Avoiding Legal Pitfalls in Subject-To Land Trust Deals
By Joseph E. Seagle, Esq.
The real estate investment world was rocked by a recent lawsuit filed by the State of Arizona against a group of investors, title companies, and law firms involved in fraudulent subject-to transactions. This case exposes the risks of improper structuring and highlights the importance of doing subject-to deals correctly.
🚨 Florida investors who use land trusts for subject-to transactions should take this as a wake-up call!What Happened in the Arizona Case?

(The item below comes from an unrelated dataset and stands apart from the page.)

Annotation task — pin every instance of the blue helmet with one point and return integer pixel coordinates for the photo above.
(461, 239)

In State of Arizona v. Cameron Jones et al, the Arizona Attorney General accused multiple investors of engaging in deceptive subject-to transactions. The lawsuit highlighted several fraudulent practices:
- Failure to Disclose Material Terms – Homeowners were misled into believing they were fully removed from their mortgage obligations.
- Fraudulent Use of Subject-To Agreements – Lenders were not notified of title transfers, leading to due-on-sale clause violations.
- Abuse of Nominee Trustees & Alter Ego Entities – Trusts and LLCs were misused to obscure real ownership.
- Unlawful Evictions & Litigation – Homeowners were evicted or pressured into sales under false pretenses.
- Title Companies Ignored Red Flags – Transactions were closed despite potential mortgage violations.
Lessons for Florida Investors Using Land Trusts
Florida law allows subject-to transactions when structured correctly. Here’s how to do it the right way:
✅ Best Practices for Subject-To Deals in Florida
- Use a properly drafted land trust agreement to protect both parties.
- Provide full disclosure to homeowners that their names remain on the mortgage.
- Notify the lender to reduce risks of fraud allegations and due-on-sale issues.
- Ensure the seller has legal protections through conditional assignments of beneficial interest.
- Work only with ethical title companies that understand land trust transactions.
- Avoid leaseback agreements that could be seen as predatory or deceptive.
- Stay away from FHA, USDA, or VA loans, as they prohibit subject-to transfers.
🚩 Practices That Could Lead to Legal Trouble
- Using a land trust to hide ownership rather than for legitimate asset protection.
- Violating the due-on-sale clause without a backup plan to refinance.
- Filing fraudulent affidavits or clouding title records with misleading documents.
- Predatory tactics against distressed homeowners, which can result in consumer protection lawsuits.
Final Thoughts: Doing Subject-To Deals the Right Way
Subject-to investing is 100% legal in Florida—when done properly. The Arizona lawsuit should serve as a warning for investors who cut corners.
Protect yourself by ensuring full transparency, working with compliant professionals, and always putting agreements in writing. If you follow ethical practices, subject-to transactions using land trusts can be a powerful tool for real estate investing.
💡 Additional Tips for Ethical Subject-To Investors:
- Avoid buying properties subject-to when foreclosure has already been filed.
- Use a title agency for closing instead of handling deeds privately.
- Ensure all agreements, including memoranda, are notarized before recording.
- Document the property condition, renovation costs, and receipts for future protection.
- Never file bankruptcy or probate on behalf of a seller without consent.
- Notify lenders of ownership transfers to maintain legal compliance.